Dinamismo di un cane al guinzaglio in the style of Studio Ghibli, generated by ChatGPT

Lethargy of a Person on a Leash

In 1878, Eadweard Muybridge produced the now iconic horse-in-motion images, with 12 cameras automatically triggered in succession. These images, known for depicting a horse's gait in ways no one had ever seen before, is credited with later influencing the work of Giacomo Balla, most notably his painting Dinamismo di un cane al guinzaglio, (Dynamism of a Dog on a Leash), completed in 1912. Painting, at least for the Futurists, was elevated by imitating photography (and embracing fascism). It represented a path into the future. As photography grew in popularity, many traditional artists panicked. Charles Baudelaire called photography “art’s most mortal enemy.” Paul Delaroche (allegedly) proclaimed, “from today, painting is dead!” upon seeing a Daguerrotype.” This anxiety should sound familiar. 

Reading Readings won’t be re-litigating AI’s ethics, its ability or inability to be art, or whether or not we’re on the cusp of AGI. Instead, we are focused on the inevitably brief moment where the human subject is/was central to the development of AI. For years, humans were unknowingly producing dataset for LLMs by publishing their every thought onto social media platforms. After the feed-switch from chronological to algorithmic recommendation, the platforms started reading our scrolling behavior and shaping our experience against our will (or at least against the will of our ego). As humans continue to post, we are forced to read the algorithmic-attention black-box, training our brains to be more like AI so we can better gamify the algorithm to our benefit. And now, the recent introduction of LLM chatbots has intertwined reading and writing into a double helix of AI reading our writing, and humans reading AI’s writing. And if a human doesn’t understand what the AI wrote, we call it a “hallucination,” as if the ongoing neural loop we’re trapped in isn’t psychedelic enough. Understanding these interconnected actions is critically important for a human artist to embrace, lest we get put on a leash by the dynamism of the LLM, limited by our own lack of understanding. 

Milan Kundera described totalitarianism as “...a world in which shit is denied and everyone acts as though it did not exist. This aesthetic ideal is called kitsch.” Along the Futurist tradition, official social media accounts of the current dominant party have openly adopted the prompted and the generated. Shortly after the events of Oct. 7th 2023, the propaganda Instagram account @livefromisrael posted dozens of hallucinated military scenes. In Feb. 2025, Trump famously posted a “Trump Gaza” reel, featuring an AI generated song with the lyrics: Feast and dance, the deed is done, Trump Gaza number one. The video included visuals of a Dubai-style beachfront resort, imagined to be in Gaza. It depicts a golden Trump statue, Netanyahu and Trump in lounge chairs, and Elon Musk walking through raining cash. Musk himself has indulged in AI-adjusted PFPs which depict his jawline more chiseled than it really is. While Mussolini never adopted Futurism as the official aesthetic of his party, it’s clear that today’s fascists are fully embracing the aesthetics of new technology. They flood our feeds with AI slop in order to deny the shit they want to keep hidden. Perhaps Mussolini’s problem was that Futurism was made by human artists.
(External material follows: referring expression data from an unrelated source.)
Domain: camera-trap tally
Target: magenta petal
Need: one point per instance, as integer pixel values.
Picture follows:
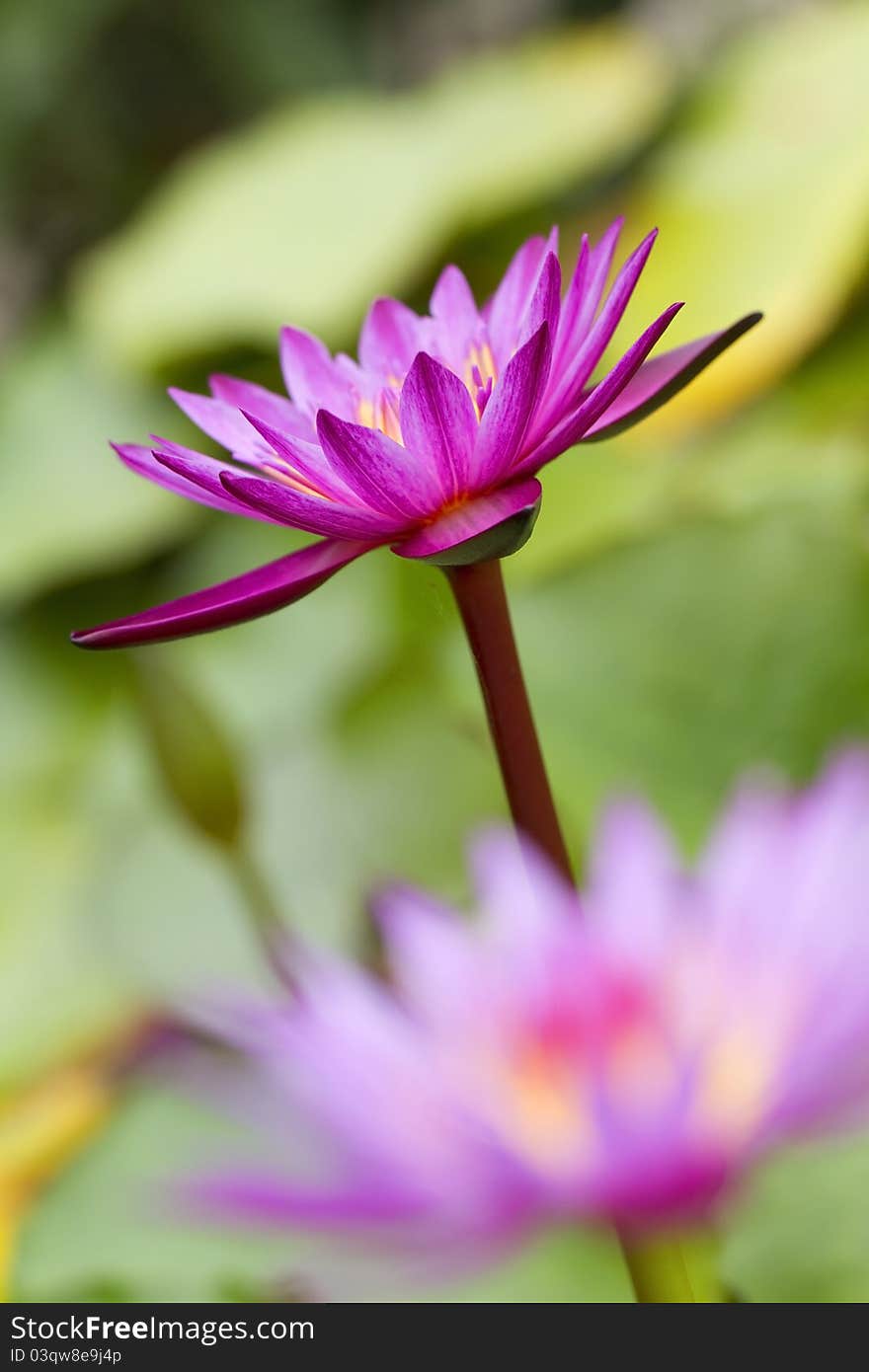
(224, 422)
(313, 513)
(438, 422)
(263, 1200)
(662, 377)
(468, 520)
(275, 409)
(577, 368)
(382, 472)
(592, 280)
(390, 340)
(306, 460)
(574, 426)
(546, 301)
(453, 305)
(191, 475)
(513, 298)
(313, 377)
(507, 416)
(245, 597)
It is the ultimate act of totalitarian kitsch to remove the human from aesthetic production (and to remove certain humans altogether). 

The more we refuse to understand what is now called AI, the more we will encounter its enshittified dross in our feeds, which has been proven to reduce our grey matter. We cannot simply reject AI, all the while posting on the same algorithmic platforms that built them. We must better understand what humans are trying to do online and in what ways the online might reflect what makes us fundamentally human. If we don’t reach this understanding, we will remain in a world of mere scroll-level content lethargically consumed within corralled software boxes. Every day, the amount of consumed content inches closer to being entirely AI generated. The real-world, collaborative human process of artmaking is simply not profitable enough.

Reading Readings seeks to be a first step for those fed up with the lethargy of the feed, the binary of AI good/AI bad, and the violent kitsch of @POTUS. Each artist has been prompted to output something that illustrates a critical understanding of this new technology. This is not an anti-AI “look how stupid the robot is” treatise; rather, this is a serious invitation for artists to respond to the technology threatening the economy and our jobs as we know it, and/or paving the way for socialist UBI, and/or ushering in the crypto dollar. Somewhere between whole cloth adoption, outright degrowth rejection, and tentative responsive embrace. This event will resemble a reading, as in, a person reading text out loud. But every artist and attendee will consider this reading knowing that reading and writing is different now, and that we are not AI. We hope to reconsider what makes the human artmaking process especially human, instead of assuming that artmaking only belongs to us. What can’t AI do?